The Big Cities report, based on data provided by local health departments, updates 2007 data and finds that cities overall are showing improved health outcomes. For other Kansas City data, click here.
Kansas City was singled out for its efforts to stem violence, particularly its Aim4Peace Violence Prevention program. Between 2010 and 2014, the report notes, homicides in the city fell 70 percent.
“Rather than believing violence is inevitable, Kansas City officials today see violence as an unacceptable learned behavior resulting from preventable and controllable factors, including family instability, poverty, domestic abuse, educational failure and substance abuse,” the report says.
When it comes to how the health of city dwellers compares with that of other Americans, the report says they were less healthy by almost every measure in 2007. Now they have far lower diabetes mortality rates and similar cancer mortality rates.
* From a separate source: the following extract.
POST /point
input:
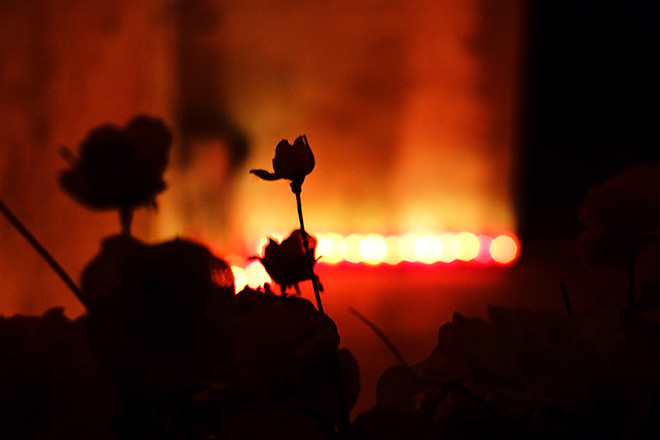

But they “still struggle greatly to control rates of heart disease mortality, when compared with the United States as a whole,” the report states.
One surprising finding from the overall data: While longstanding health disparities between black and white Americans persist, the health of Hispanics outpaces that of the general population.
“We didn’t do a ton of analysis on this, but at first blush when we saw that, we were a little bit surprised and then realized that this is a trend that others are seeing,” Chrissie Juliano, director of the Big Cities Health Coalition, said in a conference call with reporters.
But as the report notes, while blacks generally still have higher mortality rates than whites for cancer, heart disease, diabetes and HIV/AIDS, “the picture is more complicated for Hispanics, depending on the condition.”